The Prussian King, he said, was no longer "the king of slaves, but of free men." Many other reforms were passed abolishing or reducing class distinctions and privileges. In all this Stein was largely imitating the French Revolutionists who by their epoch-making reforms had released the energies of the French so that their power had been vastly augmented. The army, too, was reorganized, opportunity was opened to talent, as in France, with what magical results we have seen. As Napoleon forbade that the Prussian army should number more than 42,000 men, the ingenious device was hit upon of having men serve with the colors only a brief time, long enough to learn the essentials of the soldier's life. Then they would pass into Army reserve and others would be put rapidly through the same training. By this method several times 42,000 men received a military training whose effectiveness was later to be proved. Thus Prussia's regeneration went on. The new national spirit, wonderfully invigorated, waited with impatience for its hour of probation. It should be noted, however, that these reforms, which resembled in many respects those accomplished in France by the Constituent Assembly and the Convention, and which were in fact suggested by them, rested however, on very different principles. There was in Prussia no assertion of the Rights of Man, no proclamation of the people as sovereign. In Prussia it was the king who made the reforms, not the people. The theory of the divine right of the monarch was not touched but was maintained as sacred as ever. There was reform in Prussia but no revolution. Prussia took no step toward democracy.

This distinction has colored the whole subsequent history of that kingdom and colors it today. " Every thing for the people, nothing by the people," was evidently the underlying principle in this work of national reorganization. Even these reforms were not carried out completely, owing to opposition from within the kingdom and from without. But, though incomplete, they were very vitalizing.

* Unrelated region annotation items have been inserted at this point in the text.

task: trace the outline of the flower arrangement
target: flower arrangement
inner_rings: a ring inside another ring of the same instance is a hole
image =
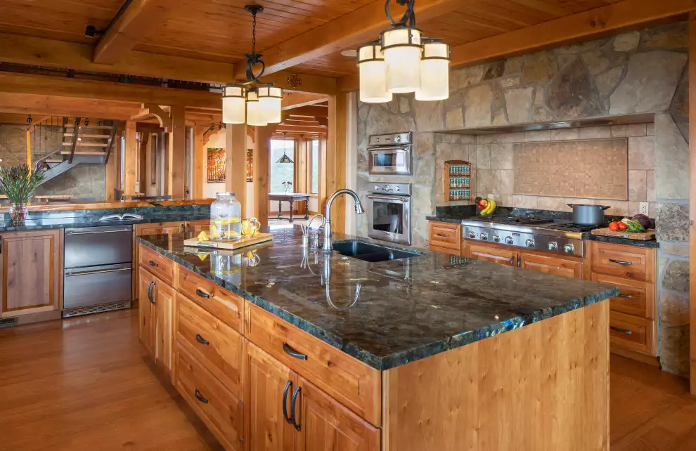
[[[39,171],[38,166],[33,171],[24,163],[0,166],[0,192],[12,202],[10,216],[13,221],[26,218],[26,204],[43,180],[44,173]]]

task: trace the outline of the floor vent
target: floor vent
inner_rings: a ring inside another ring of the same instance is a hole
[[[11,327],[19,324],[19,318],[0,318],[0,328]]]
[[[103,312],[110,312],[115,310],[122,310],[130,308],[130,301],[117,301],[116,302],[108,302],[101,303],[98,306],[88,306],[86,307],[75,307],[73,308],[66,308],[63,311],[63,318],[67,318],[71,316],[80,316],[82,315],[91,315],[92,313],[102,313]]]

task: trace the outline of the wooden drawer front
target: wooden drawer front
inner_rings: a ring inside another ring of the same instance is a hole
[[[655,322],[610,312],[609,338],[612,345],[655,355]]]
[[[226,450],[241,450],[244,405],[180,346],[174,384]]]
[[[621,294],[610,301],[610,309],[615,312],[655,319],[655,288],[651,283],[612,277],[593,273],[592,280],[616,285]]]
[[[655,282],[654,249],[592,242],[592,272]]]
[[[522,268],[567,277],[582,278],[582,263],[579,261],[532,254],[522,254],[518,258]]]
[[[183,268],[179,270],[179,289],[224,323],[243,333],[244,299]]]
[[[165,283],[174,284],[176,263],[167,257],[151,251],[145,246],[140,247],[140,264],[157,276]]]
[[[379,371],[248,302],[245,317],[247,339],[356,414],[380,426]],[[290,353],[306,357],[297,358]]]
[[[461,249],[461,226],[448,223],[430,222],[428,241],[431,246],[458,251]]]
[[[181,293],[176,295],[176,340],[233,395],[243,397],[244,337]]]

Napoleon's policies had created other enmities in abundance which were mining the ground beneath him. His treatment of the Pope, whom he held as a prisoner and whose temporal power he had abolished by incorporating his states, a part in the French Empire and a part in the Kingdom of Italy, made the Catholic clergy everywhere hostile, and offended the faithful. Rome, hitherto the papal capital, was declared the second city of the Empire and served as a title for Napoleon's son. All rights of the Pope were thus cavalierly ignored. The vast and subtle influence of the Church was of course now directed to the debasement of the man it had previously conspicuously favored and exalted. In addition to combatting the rising tide of nationality, Napoleon henceforth also had his quarrel with the Papacy.

Into these entanglements he had been brought by the necessities of his conflict with England, by the Continental Blockade. For it was that system that drove him on from one aggression to another, from annexation to annexation. That system, too, created profound discontent in all the countries of the continent, including France itself. By enormously raising the price of such necessaries as cotton and sugar and coffee and tea, products of Britain's colonies or of the tropical countries with which she traded, they introduced hardship and irritation into every home. The normal course of business was turned inside out and men suddenly found their livelihood gone and ruin threatening or already upon them. To get the commodities to which they were accustomed they smuggled on a large and desperate scale. This led to new and severe regulations and widespread harsher punishments, and thus the tyrannical interference in their private lives made multitudes in every country hate the tyranny and long for its overthrow. Widespread economic suffering was the inevitable result of the Continental System and did more to make Napoleon's rule unpopular throughout Europe than did anything else except the enormous waste of life occasioned by the incessant warfare. That system, too, was the chief cause of the rupture of the alliance between Russia and France, in 1812, a rupture which led to appalling disaster for Napoleon and was the beginning of the end. The whole stupendous superstructure of Napoleonic statecraft and diplomacy fell like a house of cards in the three years 1812, 1813, and 1814.